Dunque, un testimone di prima mano che ci racconta come i tardi sessanta scavallarono nel folk rock, in un tragitto che partiva grossomodo da Bob Dylan e Phil Ochs e finì invece a caccia di cupe e ammalianti ballate molto “British" che avevano due o tre secoli sul groppone e che in genere erano cantate da qualche fissato senza accompagnamento.

Faccenda assai interessante, anche perché la penna di Thompson (e di Scott Timberg) è frizzante e ispirata, spesso acidula e per nulla benevola. 

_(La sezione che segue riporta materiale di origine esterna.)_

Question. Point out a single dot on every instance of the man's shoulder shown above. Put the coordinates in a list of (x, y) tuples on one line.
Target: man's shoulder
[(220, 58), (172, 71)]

Scoprirete angoli nascosti di John Martyn e di quei mattacchioni della Incredible String Band. Ma anche discutibili affermazioni, ad esempio nel suo tratteggiare il folk rock come un fatto che riguardò poche decine di musicisti, quando poi ricerca e documentazione storica ci hanno mostrato che la “musa elettrica” del folk inglese riguardò invece decine e decine di gruppi e centinaia, forse migliaia di musicisti, a loro volta ispirati in tempo reale da Thompson, dai Fairport, dagli amici e rivali Steeleye Span e Pentangle.

Scoprirete che, il più delle volte, i Fairport suonavano in posti fatiscenti e di fronte a un pubblico distratto e molto più interessato alle pinte di birra, che vissero come una sorta di molto etilica “comune” in campagne umide e uggiose, che negli Stati Uniti ebbero momenti di splendore e colossali fiaschi, poche sterline in tasca e molta baldanza.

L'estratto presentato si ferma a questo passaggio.